Let the world see them being cured while American and European AIDS patients died. Approval would come then, without him even asking.





“I’ve never asked,” Lyndsey said, “and you’ve never said. But where did you find these bacteria?”

The time for silence was over. He needed Lyndsey on board-completely. But answering his question about where also meant discussing when.

“Have you ever considered the value of a company that manufactured condoms prior to HIV? Sure, there was a market. What? Several million a year? But after the resurgence of AIDS, billions were manufactured and sold worldwide. And what about the symptomatic drugs? Treating AIDS is the perfect money machine. A triple drug cocktail treatment is twelve to eighteen thousand U.S. dollars a year. Multiply that by the millions infected and you’re talking billions spent on drugs that cure nothing.

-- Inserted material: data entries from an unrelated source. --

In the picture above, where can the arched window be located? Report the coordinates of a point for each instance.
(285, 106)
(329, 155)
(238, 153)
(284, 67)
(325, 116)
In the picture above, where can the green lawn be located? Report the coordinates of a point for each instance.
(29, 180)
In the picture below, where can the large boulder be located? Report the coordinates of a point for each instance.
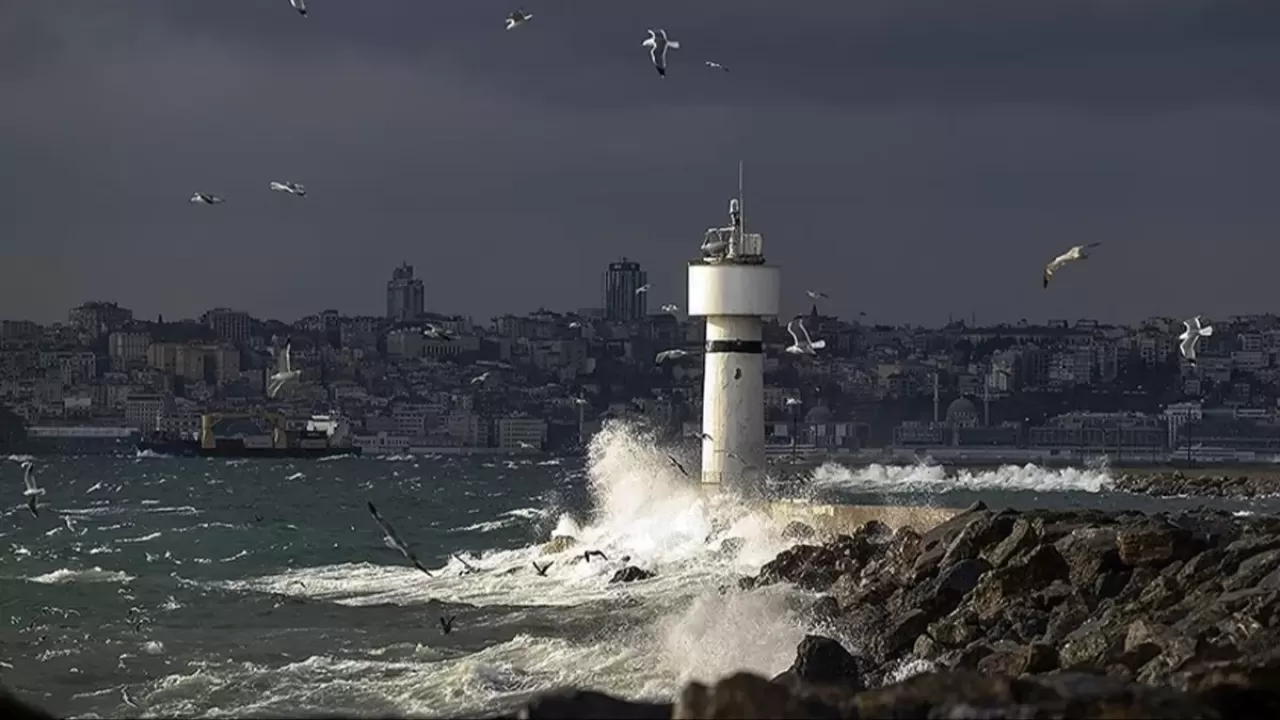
(823, 661)
(631, 574)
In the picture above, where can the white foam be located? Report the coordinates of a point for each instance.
(679, 624)
(506, 520)
(936, 479)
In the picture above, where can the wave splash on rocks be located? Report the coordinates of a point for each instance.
(1008, 614)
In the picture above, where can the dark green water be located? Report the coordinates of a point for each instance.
(264, 587)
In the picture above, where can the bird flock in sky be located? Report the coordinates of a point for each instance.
(658, 45)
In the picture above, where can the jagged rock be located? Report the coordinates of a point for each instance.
(826, 662)
(1022, 536)
(1123, 593)
(973, 695)
(1155, 543)
(558, 543)
(730, 547)
(1165, 483)
(877, 531)
(1089, 552)
(824, 607)
(795, 529)
(809, 566)
(631, 574)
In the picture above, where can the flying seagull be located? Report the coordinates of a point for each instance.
(658, 45)
(32, 492)
(1077, 253)
(803, 346)
(393, 541)
(675, 354)
(284, 372)
(679, 466)
(1194, 331)
(517, 19)
(291, 187)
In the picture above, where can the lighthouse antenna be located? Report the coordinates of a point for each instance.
(741, 201)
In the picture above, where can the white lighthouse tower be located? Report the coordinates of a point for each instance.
(732, 287)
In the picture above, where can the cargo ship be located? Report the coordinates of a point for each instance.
(323, 437)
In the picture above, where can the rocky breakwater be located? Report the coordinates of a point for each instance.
(1258, 482)
(1006, 614)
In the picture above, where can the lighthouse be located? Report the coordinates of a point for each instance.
(735, 291)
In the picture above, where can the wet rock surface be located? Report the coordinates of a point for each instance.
(1205, 483)
(630, 574)
(1038, 614)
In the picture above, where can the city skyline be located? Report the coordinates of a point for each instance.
(910, 159)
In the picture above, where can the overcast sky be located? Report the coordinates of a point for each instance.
(912, 158)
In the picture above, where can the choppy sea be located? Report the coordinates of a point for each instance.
(184, 587)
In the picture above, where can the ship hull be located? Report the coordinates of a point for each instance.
(195, 450)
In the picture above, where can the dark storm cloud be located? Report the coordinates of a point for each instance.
(913, 158)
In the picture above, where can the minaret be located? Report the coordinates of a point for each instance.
(732, 287)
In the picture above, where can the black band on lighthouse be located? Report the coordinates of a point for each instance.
(741, 346)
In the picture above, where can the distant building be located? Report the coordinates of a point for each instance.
(232, 326)
(99, 318)
(515, 433)
(622, 304)
(128, 350)
(406, 296)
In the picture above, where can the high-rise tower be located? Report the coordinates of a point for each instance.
(732, 287)
(624, 301)
(406, 296)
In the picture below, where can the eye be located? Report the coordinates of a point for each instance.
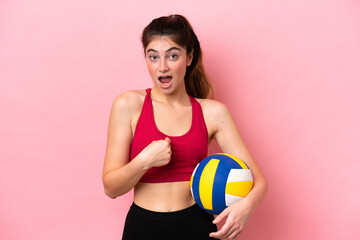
(153, 57)
(173, 56)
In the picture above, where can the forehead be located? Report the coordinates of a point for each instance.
(162, 44)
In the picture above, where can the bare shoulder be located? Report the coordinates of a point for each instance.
(212, 108)
(129, 101)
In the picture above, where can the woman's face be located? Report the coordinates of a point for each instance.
(167, 62)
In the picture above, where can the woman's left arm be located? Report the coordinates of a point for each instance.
(227, 135)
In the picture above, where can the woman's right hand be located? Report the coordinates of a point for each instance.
(156, 154)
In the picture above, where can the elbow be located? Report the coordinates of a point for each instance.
(110, 194)
(109, 191)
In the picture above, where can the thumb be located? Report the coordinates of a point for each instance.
(221, 216)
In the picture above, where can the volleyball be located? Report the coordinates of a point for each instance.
(220, 180)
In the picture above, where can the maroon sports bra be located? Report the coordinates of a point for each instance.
(187, 150)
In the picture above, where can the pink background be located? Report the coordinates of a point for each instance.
(288, 70)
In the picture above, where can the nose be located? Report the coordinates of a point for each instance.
(163, 66)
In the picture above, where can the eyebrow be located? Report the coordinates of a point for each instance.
(170, 49)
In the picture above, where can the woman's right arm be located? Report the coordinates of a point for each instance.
(120, 175)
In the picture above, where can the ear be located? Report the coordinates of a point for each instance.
(189, 58)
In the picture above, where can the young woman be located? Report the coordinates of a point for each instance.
(157, 136)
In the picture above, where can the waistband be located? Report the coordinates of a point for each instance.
(165, 215)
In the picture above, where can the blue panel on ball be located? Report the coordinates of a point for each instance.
(196, 180)
(220, 180)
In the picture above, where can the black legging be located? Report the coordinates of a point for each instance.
(190, 223)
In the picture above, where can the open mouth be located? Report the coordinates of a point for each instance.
(165, 79)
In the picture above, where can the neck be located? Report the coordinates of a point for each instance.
(179, 96)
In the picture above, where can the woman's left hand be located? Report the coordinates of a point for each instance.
(236, 215)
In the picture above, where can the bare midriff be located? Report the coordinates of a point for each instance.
(163, 197)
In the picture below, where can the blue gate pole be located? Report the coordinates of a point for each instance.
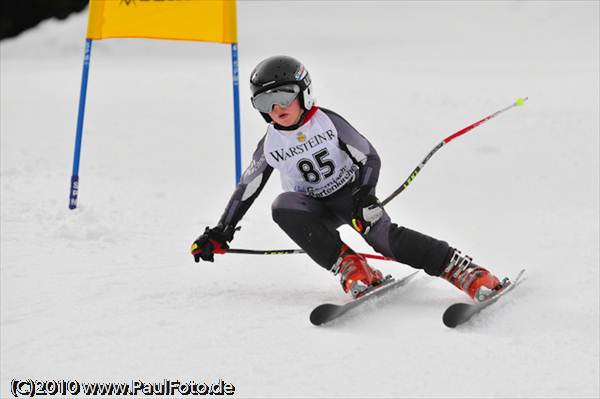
(75, 176)
(236, 113)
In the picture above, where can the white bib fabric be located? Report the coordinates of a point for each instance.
(309, 159)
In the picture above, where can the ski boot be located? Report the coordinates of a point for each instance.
(356, 275)
(473, 279)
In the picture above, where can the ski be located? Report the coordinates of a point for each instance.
(327, 312)
(460, 313)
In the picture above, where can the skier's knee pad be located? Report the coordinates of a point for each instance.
(419, 250)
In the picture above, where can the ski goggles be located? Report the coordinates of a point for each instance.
(282, 95)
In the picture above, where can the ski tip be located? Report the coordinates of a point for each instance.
(454, 315)
(321, 313)
(521, 101)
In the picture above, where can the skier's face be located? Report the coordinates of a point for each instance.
(287, 116)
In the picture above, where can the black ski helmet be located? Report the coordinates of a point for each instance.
(278, 71)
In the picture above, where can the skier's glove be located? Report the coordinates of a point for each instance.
(213, 241)
(367, 209)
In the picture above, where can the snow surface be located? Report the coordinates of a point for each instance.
(109, 292)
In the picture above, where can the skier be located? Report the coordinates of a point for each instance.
(329, 172)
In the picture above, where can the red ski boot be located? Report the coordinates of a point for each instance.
(473, 279)
(356, 274)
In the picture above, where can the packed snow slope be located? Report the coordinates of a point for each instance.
(109, 292)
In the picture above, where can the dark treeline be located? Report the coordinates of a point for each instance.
(17, 16)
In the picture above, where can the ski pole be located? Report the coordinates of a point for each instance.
(288, 252)
(519, 102)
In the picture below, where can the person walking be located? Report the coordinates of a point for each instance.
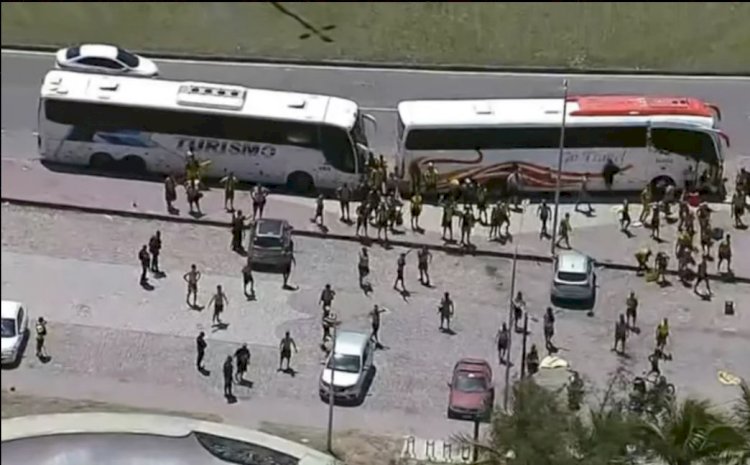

“Think about the supply benefits-things like latex gloves, gowns, sterile needles. You have any idea how many millions of sterile needles are bought and distributed in trying to stop the HIV spread among drug users? And, like condoms, the price has gone through the roof. The range here is endless. For a medical supply and manufacturing house, like Philogen, HIV has been a huge cash bonanza.

“Over the past eighteen years, our business has soared, our condom manufacturing plant has tripled in size. Sales went through the roof for all of our products. We even developed a couple of symptomatic drugs that sold well. Ten years ago I took the company public, raised capital, and used the expanding medical supply and drug divisions to fund more expansion. I bought a cosmetics firm, a soap company, a department store chain, and a frozen food business, knowing one day Philogen could easily pay all the debt back.”

“How did you know?”

“I found the bacteria almost thirty years ago. I realized their potential twenty years ago. Then I held the cure for HIV, knowing I could release it at any time.”

He watched the realization take hold.

“And you told no one?”

“Not a soul.” He needed to know if Lyndsey was as amoral as he believed him to be. “Is that a problem? I simply let the market build.”

“Knowing that you didn’t have a partial fix, something the virus would eventually work around. Knowing you had the cure. The one way to totally destroy HIV. Even if somebody eventually found a drug to quell the virus, yours worked better, faster, safer, and costs pe

“That was the idea.”

“It didn’t matter to you that people were dying by the millions?”

“And you think the world cares about AIDS? Get real, Grant. Lots of talk, little action. It’s a unique disease. The perception is that it mainly kills blacks, gays, and drug users. The whole epidemic has rolled back a big rotting log and revealed all the squirming life underneath-the main themes of our existence-sex, death, power, money, love, hate, panic. In nearly every way that AIDS has been conceptualized, imagined, researched, and financed, it’s become the most political of diseases.”

And what Karyn Walde said earlier came to mind. It’s just not killing the right people yet.

“What about the other pharmaceutical companies?” Lyndsey said. “Weren’t you afraid they’d find a cure?”

“A risk, but I’ve kept a close eye on our competition. Let’s just say that their research bought little more than mistakes.” He was feeling good. After all this time, he liked talking about it. “Would you like to see where the bacteria live?”